Does the difference of voltage make difference?

  • Hmm... I'm not familiar with 15 volt chargers. Do you have a model number handy?
    – anonymous2
    Mar 13, 2017 at 13:51
  • 2
    Shopping assistance is off-topic, so I reworded your title and removed the off-topic part of your question.
    – CharlieRB
    Mar 13, 2017 at 14:22

3 Answers 3


You should use a 12V power-bank as the electrical system on your vehicle is 12v.

Do not use a supply which provides 15v as this could harm other components in the electrical system such as various sensors or control modules.

The important thing to look for is not the capacity of the battery (10,000mah) but the CCA value. the Cold Cranking Amps is a measure of the number of amps the battery can deliver in 30s without the voltage falling below a certain threshold. this is important because the starter motor consumes a lot of amps very quickly to turn over the engine. If the power-bank cannot supply enough amps @ 12v the motor will not turn over no matter how large the capacity of the power-bank.


This more sounds like cluelessness of the seller. They sometimes just don't know anything about what they are selling and copy/paste numbers.

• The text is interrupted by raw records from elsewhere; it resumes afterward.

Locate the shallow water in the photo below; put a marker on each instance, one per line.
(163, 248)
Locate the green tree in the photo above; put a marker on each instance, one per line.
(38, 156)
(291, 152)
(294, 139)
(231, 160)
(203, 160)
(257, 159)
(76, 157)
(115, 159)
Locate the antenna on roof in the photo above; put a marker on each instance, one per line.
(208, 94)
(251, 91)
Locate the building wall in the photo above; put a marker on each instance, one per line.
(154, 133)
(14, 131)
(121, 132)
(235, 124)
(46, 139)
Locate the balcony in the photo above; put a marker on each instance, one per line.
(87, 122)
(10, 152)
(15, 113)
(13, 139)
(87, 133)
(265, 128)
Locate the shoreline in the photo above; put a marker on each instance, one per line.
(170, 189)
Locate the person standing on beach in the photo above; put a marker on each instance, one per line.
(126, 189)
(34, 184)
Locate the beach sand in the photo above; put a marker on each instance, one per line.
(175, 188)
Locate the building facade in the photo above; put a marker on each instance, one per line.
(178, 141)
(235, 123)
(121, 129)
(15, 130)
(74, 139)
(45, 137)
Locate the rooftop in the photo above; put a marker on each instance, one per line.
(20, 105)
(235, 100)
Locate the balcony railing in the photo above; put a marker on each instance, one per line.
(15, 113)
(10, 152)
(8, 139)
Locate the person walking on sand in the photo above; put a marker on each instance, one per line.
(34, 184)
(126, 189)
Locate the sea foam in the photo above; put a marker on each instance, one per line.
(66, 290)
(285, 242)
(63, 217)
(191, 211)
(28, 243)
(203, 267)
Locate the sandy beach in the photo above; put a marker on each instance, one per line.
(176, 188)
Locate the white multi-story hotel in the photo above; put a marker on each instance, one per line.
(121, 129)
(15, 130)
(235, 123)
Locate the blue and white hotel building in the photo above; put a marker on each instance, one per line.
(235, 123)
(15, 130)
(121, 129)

15v is probably the input voltage (from the charger of jump starter) to the jump starter. Because many 12v jump starters need a 15v charger. While I have seen many jump starters without any output voltage ratings, they are designed for 12v systems so they will work the correct voltages.

In either case, even if it was 15v, it wouldn't have been too high. Normally the car alternator can charge the battery up to 14.7v and many unregulated cheap chargers can go over 15v when charging the battery.


Yes, some are 14.8 volts. They do this by adding one more Li-ion cell to the bank (4x3.6v) When fully charged to 4.2v the reading will be 16.8 which is too high to run 12 accessories. When you connect it to a dead battery the extra voltage helps to charge the battery but the vehicle system never goes much above 12 because of the dead battery. Most of the chargers use 3 cells which only charge up to a max of 12.8v. Its hard to tell which ones are which. if the nominal voltage listed on the pack is 11.1 then its a three cell.